Publication year - 2019
Publication title -
clinical pharmacology and therapeutics
Language(s) - English
Resource type - Journals
SCImago Journal Rank - 1.941
H-Index - 188
eISSN - 1532-6535
pISSN - 0009-9236
DOI - 10.1002/cpt.1223
Subject(s) - pharmacogenetics , medicine , statin , pharmacology , intensive care medicine , genotype , gene , genetics , biology
Demonstrated improvements in patient outcomes will facilitate the clinical implementation of pharmacogenetic testing. Using the association between solute carrier organic anion transporter family member 1B1 ( SLCO 1B1 ) and statin‐associated muscle symptoms ( SAMSs ) as a model, we conducted a systematic review of patient outcomes after delivery of SLCO 1B1 results.

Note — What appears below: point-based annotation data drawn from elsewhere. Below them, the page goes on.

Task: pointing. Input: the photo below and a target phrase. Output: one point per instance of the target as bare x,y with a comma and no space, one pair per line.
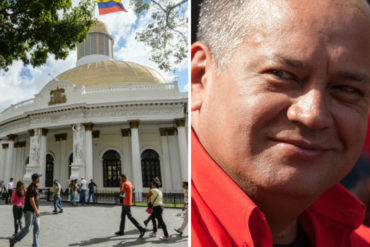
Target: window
49,176
111,168
150,167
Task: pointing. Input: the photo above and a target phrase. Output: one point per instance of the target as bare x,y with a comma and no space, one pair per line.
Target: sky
21,82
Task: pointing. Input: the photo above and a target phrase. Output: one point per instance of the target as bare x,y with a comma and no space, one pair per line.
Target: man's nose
311,109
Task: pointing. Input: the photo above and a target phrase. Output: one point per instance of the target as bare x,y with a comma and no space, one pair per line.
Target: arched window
49,176
70,161
111,168
150,167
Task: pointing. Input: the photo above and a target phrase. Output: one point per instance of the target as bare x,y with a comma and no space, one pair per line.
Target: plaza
91,226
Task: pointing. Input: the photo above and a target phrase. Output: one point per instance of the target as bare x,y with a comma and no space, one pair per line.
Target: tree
167,33
30,30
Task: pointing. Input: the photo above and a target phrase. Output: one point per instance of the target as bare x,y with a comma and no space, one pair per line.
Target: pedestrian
57,198
17,200
32,213
9,190
126,190
73,189
83,188
180,230
155,196
92,188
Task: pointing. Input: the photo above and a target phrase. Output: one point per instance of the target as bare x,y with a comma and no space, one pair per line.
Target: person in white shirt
83,188
9,190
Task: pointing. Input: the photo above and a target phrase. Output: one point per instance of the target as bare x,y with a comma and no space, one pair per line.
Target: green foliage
30,30
167,33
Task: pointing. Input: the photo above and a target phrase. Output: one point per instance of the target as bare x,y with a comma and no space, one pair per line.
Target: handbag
149,210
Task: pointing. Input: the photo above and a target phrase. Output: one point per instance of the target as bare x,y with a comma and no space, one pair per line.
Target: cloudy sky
22,82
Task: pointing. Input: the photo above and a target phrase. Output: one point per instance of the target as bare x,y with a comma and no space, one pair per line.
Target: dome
100,27
111,73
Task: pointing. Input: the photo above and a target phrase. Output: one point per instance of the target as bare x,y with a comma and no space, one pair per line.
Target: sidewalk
91,226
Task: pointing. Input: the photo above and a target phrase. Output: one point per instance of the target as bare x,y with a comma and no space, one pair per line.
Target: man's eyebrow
358,77
291,62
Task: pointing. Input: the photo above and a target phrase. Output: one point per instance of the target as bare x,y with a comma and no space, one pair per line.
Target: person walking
17,201
9,190
92,187
32,213
180,230
126,190
57,198
83,188
155,196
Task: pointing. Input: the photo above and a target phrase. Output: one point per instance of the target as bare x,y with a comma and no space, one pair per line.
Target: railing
170,200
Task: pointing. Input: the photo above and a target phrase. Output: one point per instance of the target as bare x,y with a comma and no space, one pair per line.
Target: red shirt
127,188
232,219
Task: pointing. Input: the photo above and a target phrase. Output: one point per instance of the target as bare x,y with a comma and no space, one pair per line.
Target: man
126,190
280,99
9,190
92,187
83,188
180,230
57,198
32,213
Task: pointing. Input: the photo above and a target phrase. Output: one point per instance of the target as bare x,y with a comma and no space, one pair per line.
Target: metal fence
170,200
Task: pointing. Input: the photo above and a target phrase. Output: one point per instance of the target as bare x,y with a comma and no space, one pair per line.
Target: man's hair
359,173
222,26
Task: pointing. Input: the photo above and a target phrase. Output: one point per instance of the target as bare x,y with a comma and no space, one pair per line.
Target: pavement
92,225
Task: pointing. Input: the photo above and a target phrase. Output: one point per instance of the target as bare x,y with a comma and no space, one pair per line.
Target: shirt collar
237,211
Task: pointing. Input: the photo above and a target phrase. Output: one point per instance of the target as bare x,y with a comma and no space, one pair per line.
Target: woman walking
17,201
155,197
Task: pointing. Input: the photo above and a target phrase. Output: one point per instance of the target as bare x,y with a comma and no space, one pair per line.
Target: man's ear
200,60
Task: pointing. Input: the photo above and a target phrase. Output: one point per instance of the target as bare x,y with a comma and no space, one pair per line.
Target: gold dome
100,27
111,73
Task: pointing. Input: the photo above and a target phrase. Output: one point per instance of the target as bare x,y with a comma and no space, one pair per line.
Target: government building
99,120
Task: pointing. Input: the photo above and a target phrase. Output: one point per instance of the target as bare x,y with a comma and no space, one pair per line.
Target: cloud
23,82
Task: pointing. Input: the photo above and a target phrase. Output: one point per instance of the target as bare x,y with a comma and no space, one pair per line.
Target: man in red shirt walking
280,101
126,190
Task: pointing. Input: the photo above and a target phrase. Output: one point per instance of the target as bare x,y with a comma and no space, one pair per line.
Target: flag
110,6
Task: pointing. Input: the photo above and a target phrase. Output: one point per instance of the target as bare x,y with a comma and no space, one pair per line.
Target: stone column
5,147
89,151
9,158
44,133
126,167
174,159
183,149
79,149
166,161
136,160
98,168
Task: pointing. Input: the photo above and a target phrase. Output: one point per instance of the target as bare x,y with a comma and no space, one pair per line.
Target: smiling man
280,101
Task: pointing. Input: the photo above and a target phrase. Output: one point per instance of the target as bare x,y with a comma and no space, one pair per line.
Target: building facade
99,120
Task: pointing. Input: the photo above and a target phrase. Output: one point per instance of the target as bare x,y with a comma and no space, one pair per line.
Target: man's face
289,112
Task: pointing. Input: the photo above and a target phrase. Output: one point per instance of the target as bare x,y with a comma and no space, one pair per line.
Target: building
98,120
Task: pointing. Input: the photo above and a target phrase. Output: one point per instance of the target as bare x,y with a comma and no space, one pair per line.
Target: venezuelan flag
110,6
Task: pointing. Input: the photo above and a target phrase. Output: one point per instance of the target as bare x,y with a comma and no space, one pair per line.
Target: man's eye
282,75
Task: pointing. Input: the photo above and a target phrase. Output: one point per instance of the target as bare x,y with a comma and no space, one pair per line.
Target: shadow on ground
132,241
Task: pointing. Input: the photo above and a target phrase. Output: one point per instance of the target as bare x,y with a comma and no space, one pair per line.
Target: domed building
99,120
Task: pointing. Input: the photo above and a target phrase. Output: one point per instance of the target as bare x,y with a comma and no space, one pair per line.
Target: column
174,159
5,147
89,151
44,133
9,157
136,163
63,163
166,161
126,167
183,149
98,168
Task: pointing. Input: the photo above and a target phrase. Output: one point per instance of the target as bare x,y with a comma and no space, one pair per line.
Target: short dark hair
359,173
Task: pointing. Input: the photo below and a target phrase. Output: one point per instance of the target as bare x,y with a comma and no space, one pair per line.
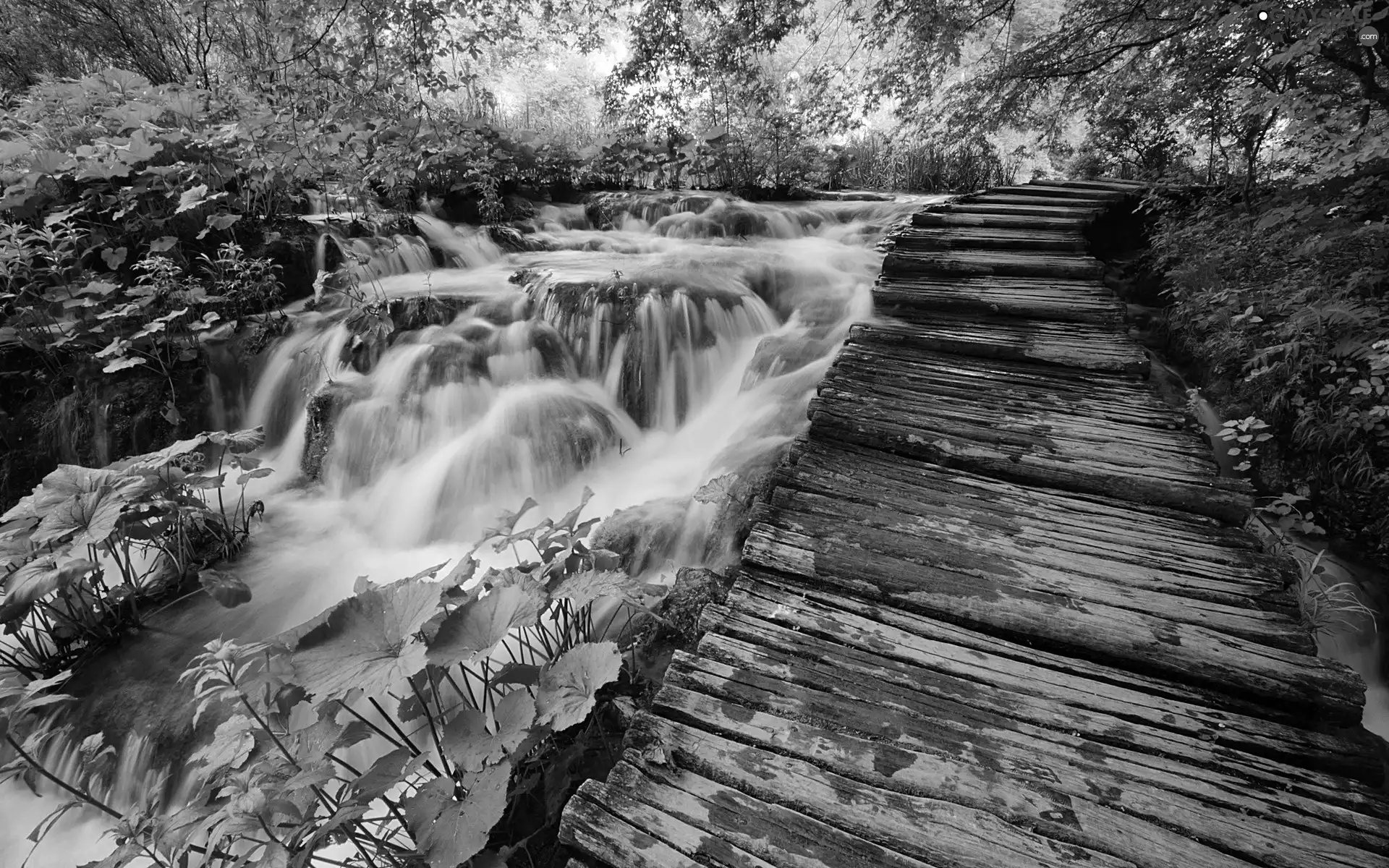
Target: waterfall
640,347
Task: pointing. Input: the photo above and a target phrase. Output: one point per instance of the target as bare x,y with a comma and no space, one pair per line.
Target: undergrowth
438,720
1283,312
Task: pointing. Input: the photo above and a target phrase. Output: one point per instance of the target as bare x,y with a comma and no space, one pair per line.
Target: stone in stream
646,535
326,407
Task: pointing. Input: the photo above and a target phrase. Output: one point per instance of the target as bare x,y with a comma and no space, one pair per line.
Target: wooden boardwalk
998,611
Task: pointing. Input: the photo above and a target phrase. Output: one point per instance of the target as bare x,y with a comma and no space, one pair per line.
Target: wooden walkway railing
998,611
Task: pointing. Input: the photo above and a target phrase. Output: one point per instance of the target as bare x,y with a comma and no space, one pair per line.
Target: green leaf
239,442
593,584
570,684
367,641
226,588
514,718
43,575
449,833
467,742
223,221
87,519
231,746
14,149
122,363
480,625
191,197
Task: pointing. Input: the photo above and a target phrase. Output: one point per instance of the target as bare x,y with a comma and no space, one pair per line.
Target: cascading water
638,349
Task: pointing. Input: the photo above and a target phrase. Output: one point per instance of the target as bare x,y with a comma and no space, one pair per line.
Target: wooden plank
1110,441
756,828
1129,188
1037,211
1074,821
1066,192
981,762
1088,520
953,539
939,833
1097,631
998,263
928,220
1071,813
599,833
960,715
1046,202
1078,392
1056,531
934,644
914,297
1052,344
955,238
623,795
1138,472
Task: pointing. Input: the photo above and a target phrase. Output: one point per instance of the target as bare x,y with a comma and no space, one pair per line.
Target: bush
1299,339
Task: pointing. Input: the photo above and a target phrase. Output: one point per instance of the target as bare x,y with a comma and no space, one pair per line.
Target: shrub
1299,339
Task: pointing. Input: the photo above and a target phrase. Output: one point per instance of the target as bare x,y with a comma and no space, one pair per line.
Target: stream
638,352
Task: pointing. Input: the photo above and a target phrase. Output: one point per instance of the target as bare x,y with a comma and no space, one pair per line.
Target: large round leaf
570,685
367,641
43,575
84,519
480,625
449,831
226,588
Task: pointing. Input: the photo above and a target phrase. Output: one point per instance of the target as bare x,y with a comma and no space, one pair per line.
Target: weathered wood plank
1055,344
854,418
928,220
1042,202
1097,184
913,297
912,239
595,831
943,647
1049,535
757,828
1082,216
1073,813
1079,393
1144,531
937,831
957,715
1074,821
977,753
998,263
1069,435
1064,191
948,538
1129,639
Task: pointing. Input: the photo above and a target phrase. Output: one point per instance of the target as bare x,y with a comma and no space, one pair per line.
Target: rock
679,613
643,535
326,407
777,354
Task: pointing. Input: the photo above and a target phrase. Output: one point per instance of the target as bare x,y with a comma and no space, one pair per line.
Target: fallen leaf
570,685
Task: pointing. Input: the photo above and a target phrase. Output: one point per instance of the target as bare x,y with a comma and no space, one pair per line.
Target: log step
996,608
1053,344
1071,214
931,220
988,239
1052,191
913,297
1008,197
998,263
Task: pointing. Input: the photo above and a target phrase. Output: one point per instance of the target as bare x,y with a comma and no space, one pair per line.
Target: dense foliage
156,158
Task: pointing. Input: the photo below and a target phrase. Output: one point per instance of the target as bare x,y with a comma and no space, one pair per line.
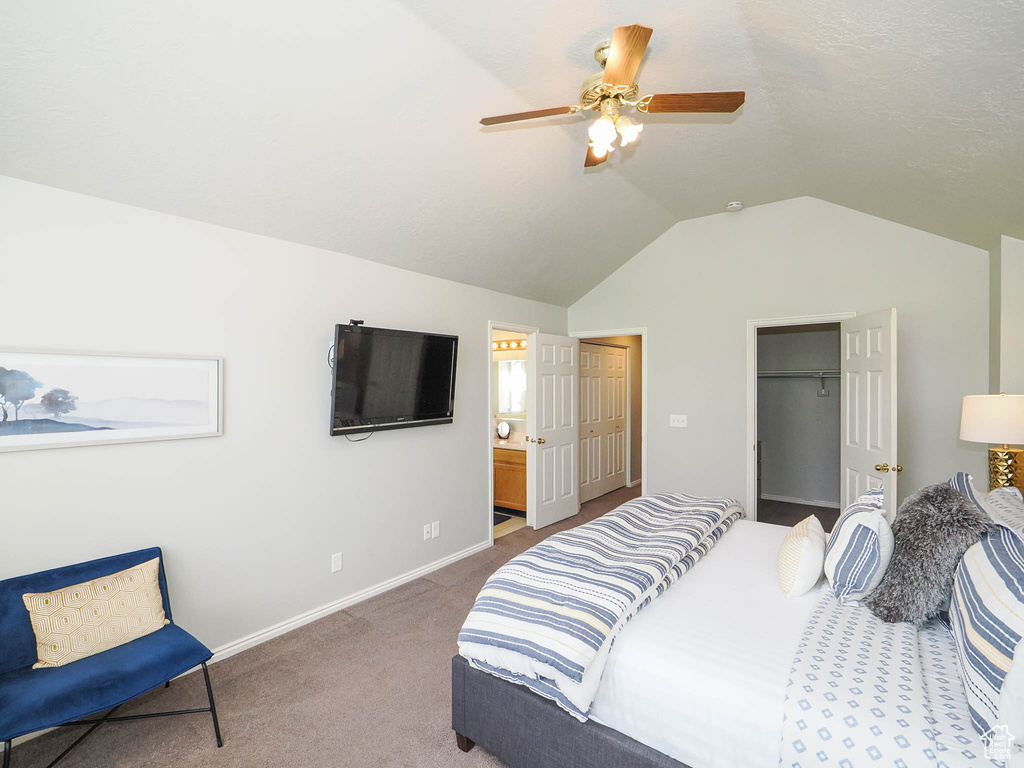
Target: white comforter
700,674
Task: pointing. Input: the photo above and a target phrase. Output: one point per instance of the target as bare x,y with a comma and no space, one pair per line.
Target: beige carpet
368,686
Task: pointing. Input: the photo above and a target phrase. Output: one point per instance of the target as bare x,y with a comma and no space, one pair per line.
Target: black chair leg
213,707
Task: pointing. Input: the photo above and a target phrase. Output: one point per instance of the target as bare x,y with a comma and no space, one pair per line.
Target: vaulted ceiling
353,126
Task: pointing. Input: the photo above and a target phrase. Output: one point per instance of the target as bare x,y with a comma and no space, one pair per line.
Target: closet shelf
816,374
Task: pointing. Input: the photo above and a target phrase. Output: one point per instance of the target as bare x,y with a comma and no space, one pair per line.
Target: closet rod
799,374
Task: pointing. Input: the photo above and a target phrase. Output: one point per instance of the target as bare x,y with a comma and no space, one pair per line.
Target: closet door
602,420
868,422
553,426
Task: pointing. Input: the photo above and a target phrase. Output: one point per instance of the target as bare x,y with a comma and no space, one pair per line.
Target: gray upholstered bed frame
527,731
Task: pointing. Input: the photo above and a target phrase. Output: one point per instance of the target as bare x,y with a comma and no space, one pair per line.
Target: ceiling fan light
630,131
602,131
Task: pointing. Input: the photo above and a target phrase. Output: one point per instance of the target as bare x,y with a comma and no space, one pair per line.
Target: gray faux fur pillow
933,529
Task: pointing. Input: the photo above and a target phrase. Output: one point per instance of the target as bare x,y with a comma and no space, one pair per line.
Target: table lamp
997,419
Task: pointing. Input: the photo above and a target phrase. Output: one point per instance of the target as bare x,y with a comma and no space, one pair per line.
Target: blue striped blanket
548,617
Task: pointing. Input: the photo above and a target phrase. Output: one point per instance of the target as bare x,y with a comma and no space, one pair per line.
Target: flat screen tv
387,379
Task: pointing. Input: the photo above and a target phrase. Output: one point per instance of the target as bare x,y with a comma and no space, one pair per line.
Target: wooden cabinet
510,478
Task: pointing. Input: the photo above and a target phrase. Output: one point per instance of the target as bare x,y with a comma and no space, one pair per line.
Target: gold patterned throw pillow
86,619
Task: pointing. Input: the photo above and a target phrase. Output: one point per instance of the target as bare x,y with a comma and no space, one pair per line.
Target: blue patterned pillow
986,613
964,482
859,548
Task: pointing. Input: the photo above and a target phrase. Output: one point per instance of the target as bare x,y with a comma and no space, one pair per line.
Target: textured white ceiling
354,126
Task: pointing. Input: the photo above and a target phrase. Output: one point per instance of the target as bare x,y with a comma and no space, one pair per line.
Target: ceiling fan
608,91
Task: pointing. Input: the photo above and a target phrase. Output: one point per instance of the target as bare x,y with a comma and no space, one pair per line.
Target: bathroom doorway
508,428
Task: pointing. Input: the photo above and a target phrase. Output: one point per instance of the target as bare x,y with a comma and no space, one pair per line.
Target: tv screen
386,379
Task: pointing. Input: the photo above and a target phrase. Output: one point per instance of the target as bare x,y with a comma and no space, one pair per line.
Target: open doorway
508,412
799,439
610,414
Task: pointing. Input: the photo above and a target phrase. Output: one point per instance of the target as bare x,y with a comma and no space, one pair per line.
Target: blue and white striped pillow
859,548
986,613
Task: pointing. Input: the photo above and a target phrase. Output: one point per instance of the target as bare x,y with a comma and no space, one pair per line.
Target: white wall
695,287
1011,291
248,521
799,431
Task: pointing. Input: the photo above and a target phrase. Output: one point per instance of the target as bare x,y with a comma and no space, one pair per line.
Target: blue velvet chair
34,699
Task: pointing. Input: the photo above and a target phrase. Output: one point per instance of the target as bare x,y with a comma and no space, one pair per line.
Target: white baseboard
250,641
794,500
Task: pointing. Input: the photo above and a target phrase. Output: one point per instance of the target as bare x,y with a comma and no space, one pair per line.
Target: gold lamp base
1006,468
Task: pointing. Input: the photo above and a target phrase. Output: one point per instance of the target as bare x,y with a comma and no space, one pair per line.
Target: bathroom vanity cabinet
510,478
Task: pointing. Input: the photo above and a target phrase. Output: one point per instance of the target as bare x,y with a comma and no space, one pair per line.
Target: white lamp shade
993,419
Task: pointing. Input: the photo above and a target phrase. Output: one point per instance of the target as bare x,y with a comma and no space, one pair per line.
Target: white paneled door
602,420
553,429
868,420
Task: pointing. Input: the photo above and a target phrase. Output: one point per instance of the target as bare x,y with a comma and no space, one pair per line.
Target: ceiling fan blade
628,45
720,101
592,159
526,116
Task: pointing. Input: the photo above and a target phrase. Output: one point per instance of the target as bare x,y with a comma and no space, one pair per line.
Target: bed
699,679
669,693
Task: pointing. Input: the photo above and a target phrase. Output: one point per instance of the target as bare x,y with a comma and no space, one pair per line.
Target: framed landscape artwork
51,399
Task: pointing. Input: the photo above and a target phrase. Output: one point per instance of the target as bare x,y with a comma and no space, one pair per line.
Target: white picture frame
53,399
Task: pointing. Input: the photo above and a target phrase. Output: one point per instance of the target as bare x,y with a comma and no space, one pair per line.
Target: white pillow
801,557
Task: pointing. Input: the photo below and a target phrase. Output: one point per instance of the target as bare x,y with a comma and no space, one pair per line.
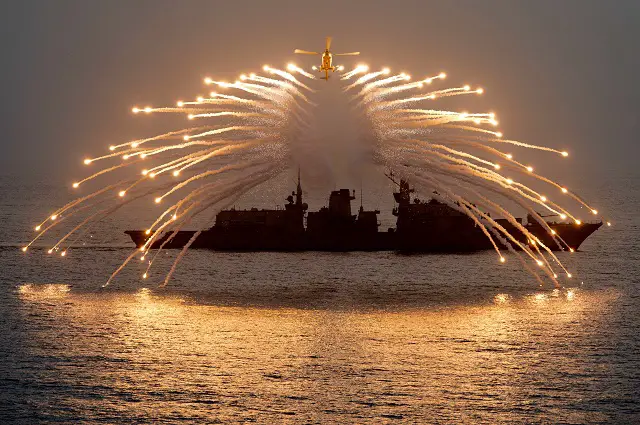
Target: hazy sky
557,72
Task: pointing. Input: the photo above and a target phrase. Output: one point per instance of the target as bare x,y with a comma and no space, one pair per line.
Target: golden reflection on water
177,358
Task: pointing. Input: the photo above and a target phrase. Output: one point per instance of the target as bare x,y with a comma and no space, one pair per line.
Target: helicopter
327,56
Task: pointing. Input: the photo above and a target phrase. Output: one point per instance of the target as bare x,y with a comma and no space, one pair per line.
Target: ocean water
316,337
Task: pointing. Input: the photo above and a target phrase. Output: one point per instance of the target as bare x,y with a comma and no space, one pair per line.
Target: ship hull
434,240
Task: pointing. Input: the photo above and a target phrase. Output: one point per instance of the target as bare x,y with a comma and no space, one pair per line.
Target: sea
277,338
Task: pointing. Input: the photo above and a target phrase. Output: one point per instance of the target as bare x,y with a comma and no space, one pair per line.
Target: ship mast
299,191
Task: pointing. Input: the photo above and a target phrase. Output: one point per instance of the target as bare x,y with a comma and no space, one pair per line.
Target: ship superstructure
421,226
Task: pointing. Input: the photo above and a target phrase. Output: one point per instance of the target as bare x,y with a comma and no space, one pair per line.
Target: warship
421,226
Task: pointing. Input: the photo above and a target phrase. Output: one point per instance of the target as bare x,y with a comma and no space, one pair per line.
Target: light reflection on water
150,354
316,337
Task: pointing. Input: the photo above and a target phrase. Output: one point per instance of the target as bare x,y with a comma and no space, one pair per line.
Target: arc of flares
246,135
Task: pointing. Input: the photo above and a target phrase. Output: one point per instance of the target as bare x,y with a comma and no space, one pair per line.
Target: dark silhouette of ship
422,226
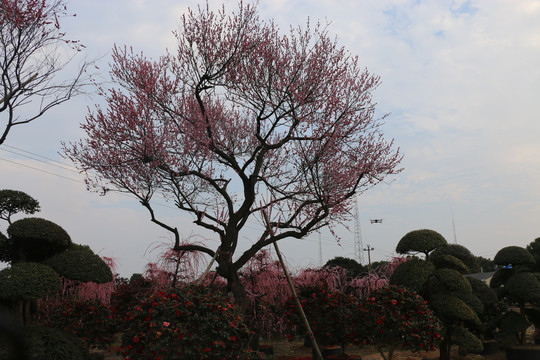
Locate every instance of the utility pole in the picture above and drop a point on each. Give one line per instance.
(369, 249)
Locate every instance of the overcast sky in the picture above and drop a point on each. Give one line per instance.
(460, 79)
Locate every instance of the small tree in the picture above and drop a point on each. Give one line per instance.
(448, 292)
(13, 202)
(240, 123)
(22, 284)
(534, 249)
(352, 266)
(36, 239)
(460, 252)
(30, 59)
(420, 241)
(518, 286)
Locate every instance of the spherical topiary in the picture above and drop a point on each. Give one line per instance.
(460, 252)
(6, 248)
(420, 241)
(27, 281)
(80, 265)
(514, 256)
(36, 239)
(45, 343)
(451, 310)
(523, 287)
(450, 262)
(412, 274)
(465, 339)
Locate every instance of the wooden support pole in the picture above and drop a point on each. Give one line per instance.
(295, 295)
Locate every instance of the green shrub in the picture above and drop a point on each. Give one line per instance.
(412, 275)
(36, 239)
(185, 323)
(28, 281)
(394, 317)
(81, 265)
(329, 314)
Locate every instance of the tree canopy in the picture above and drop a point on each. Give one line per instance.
(14, 201)
(239, 123)
(30, 36)
(420, 241)
(36, 239)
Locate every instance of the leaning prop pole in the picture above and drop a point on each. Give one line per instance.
(295, 296)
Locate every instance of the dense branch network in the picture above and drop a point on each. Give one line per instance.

Using PubMed and Embase searches through December 19, 2017, we identified 37 eligible records reporting preliminary or final outcomes, including six studies delivering only SLCO 1B1 results and five large healthcare system–based implementation projects of multipharmacogene panels. Two small trials have demonstrated at least short‐term improvements in low‐density lipoprotein cholesterol after SLCO 1B1 testing among previously statin intolerant patients. Evidence from large implementation projects suggests that SLCO 1B1 results may change prescribing patterns for some high‐risk patients. No study has reported improvements in SAMSs or cardiovascular events or tracked the economic outcomes of SLCO 1B1 testing. Ongoing studies should collect and report outcomes relevant to pharmacogenetics stakeholders.